Bot-Protected Forms Without Third-Party Tracking

Contact forms are one of the easiest places for spam bots to attack a small website. The usual answer is to drop in a third-party challenge service, but that adds tracking, consent questions, visual friction, and another external dependency.

Nibbly now takes a quieter approach: public contact forms are protected by several lightweight server-side layers that fit the flat-file architecture.

What Changed

• Lazy-loaded form HTML — the initial page contains only a placeholder. The actual form is fetched after a short delay, which keeps simple scraping bots from seeing a ready-to-submit form in the first response.
• One-time tokens — each rendered form receives a fresh server-generated token. Tokens are stored in a flat JSON file, expire automatically, and are consumed after validation.
• Minimum submit time — submissions that arrive too quickly after token creation are rejected.
• Honeypot field — bots that fill invisible fields are caught without bothering real visitors.
• Rate limiting — repeated attempts are throttled with hashed client keys, so the site does not need to store raw IP addresses.
• Simple content heuristics — obvious link spam is rejected before it reaches the message inbox.
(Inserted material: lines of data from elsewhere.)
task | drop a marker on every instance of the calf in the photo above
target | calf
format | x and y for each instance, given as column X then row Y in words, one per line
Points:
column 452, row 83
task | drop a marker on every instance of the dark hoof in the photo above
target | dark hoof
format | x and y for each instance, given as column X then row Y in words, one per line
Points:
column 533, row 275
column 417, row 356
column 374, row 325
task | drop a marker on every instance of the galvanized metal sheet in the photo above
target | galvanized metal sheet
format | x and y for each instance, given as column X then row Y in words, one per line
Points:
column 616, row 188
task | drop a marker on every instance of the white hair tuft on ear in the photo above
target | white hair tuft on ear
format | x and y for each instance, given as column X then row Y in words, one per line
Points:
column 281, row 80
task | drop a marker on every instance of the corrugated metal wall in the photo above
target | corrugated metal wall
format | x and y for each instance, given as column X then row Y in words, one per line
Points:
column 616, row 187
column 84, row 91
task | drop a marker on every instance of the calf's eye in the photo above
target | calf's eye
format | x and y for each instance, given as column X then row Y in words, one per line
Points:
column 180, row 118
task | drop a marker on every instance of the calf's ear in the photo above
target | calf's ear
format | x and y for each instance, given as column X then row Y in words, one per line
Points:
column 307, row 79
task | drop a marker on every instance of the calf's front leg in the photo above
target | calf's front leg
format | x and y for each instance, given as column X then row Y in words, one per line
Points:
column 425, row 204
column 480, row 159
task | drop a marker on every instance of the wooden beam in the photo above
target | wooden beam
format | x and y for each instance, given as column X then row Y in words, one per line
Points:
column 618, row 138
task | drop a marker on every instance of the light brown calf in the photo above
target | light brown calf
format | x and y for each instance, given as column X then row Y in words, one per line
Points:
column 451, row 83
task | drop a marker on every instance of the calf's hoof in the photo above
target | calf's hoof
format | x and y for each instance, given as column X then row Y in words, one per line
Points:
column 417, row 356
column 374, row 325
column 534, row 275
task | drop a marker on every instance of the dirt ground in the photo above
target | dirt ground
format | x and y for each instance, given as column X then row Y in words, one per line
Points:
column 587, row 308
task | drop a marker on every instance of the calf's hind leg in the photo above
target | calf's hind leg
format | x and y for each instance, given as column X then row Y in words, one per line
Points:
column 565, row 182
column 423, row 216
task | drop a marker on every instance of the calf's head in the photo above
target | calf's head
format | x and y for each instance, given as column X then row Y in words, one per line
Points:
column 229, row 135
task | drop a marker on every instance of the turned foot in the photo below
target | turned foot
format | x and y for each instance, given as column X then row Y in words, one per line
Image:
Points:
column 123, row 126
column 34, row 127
No Database, No Captcha Account

The implementation stays intentionally small. Runtime state lives in content/form-tokens.json and content/form-rate-limit.json, both treated as generated files. There is no database table, no JavaScript challenge provider, and no external privacy dependency.

Developer-Friendly by Default

For custom forms, Nibbly now provides reusable helpers such as nibblyFormProtectionFields() and nibblyLazyFormPlaceholder(). People writing templates by hand, and LLMs generating Nibbly pages, can use the same simple pattern instead of rebuilding anti-spam logic for every form.

The built-in contact forms already use the new protection automatically.